The El Nino weather pattern has drastically reduced rainfall and crop production in agriculture-dependent Ethiopia. Crop production has reportedly dropped to as low as 90 percent in some regions of the country.
The drought has also had a devastating effect on Ethiopia’s livestock and officials predict a rise in prices as the situation deteriorates.
“The outlook for 2016 is very grim,” FAO Ethiopian rep Amadou Allahoury said. “Food overall will become harder to access if we continue to see prices rise, food sticks deplete and livestock become weaker, less productive, and perish.”
According to UN officials, the drought in Ethiopia will continue deteriorating until March when the rainy season begins.
On Friday, the FAO presented a $50 million plan to assist Ethiopians suffering from the effects of the drought.
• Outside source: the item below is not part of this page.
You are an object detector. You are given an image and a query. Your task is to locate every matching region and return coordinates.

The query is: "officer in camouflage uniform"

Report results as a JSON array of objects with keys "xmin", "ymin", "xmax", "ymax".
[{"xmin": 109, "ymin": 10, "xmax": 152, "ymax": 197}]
The program, which the FAO sought funding for, aims to assist 1.8 million farmers and keepers of livestock in 2016. The plan is to restore agriculture produce and reduce the number of people in need of food aid.
According to the FAO, the plan, which is estimated to help 131,500 households includes supporting seed producers and seed distribution. The initiative also aims at encouraging small scale gardening, small scale irrigation and women’s empowerment.
The campaign includes the distribution of emergency vaccination and food for livestock. Over 100,000 sheep and goats are set to be distributed to vulnerable households.
“In Ethiopia, El Nino is not just a food crisis – it’s above all a livelihood crisis,” Senior FAO official Dominique Burgeon said.
“And we need to intervene now to protect and rebuild thee livelihood and people’s capacity to produce, to prevent families from becoming log-tern dependent on food aid”.
Ethiopia, hailed as one of the fastest growing economies in the world, has allocated $200 million to confront the crisis.
According to Save the Children, the drought in Ethiopia presents the second largest threat to the lives of children globally. The war in Syria represents the foremost largest threat.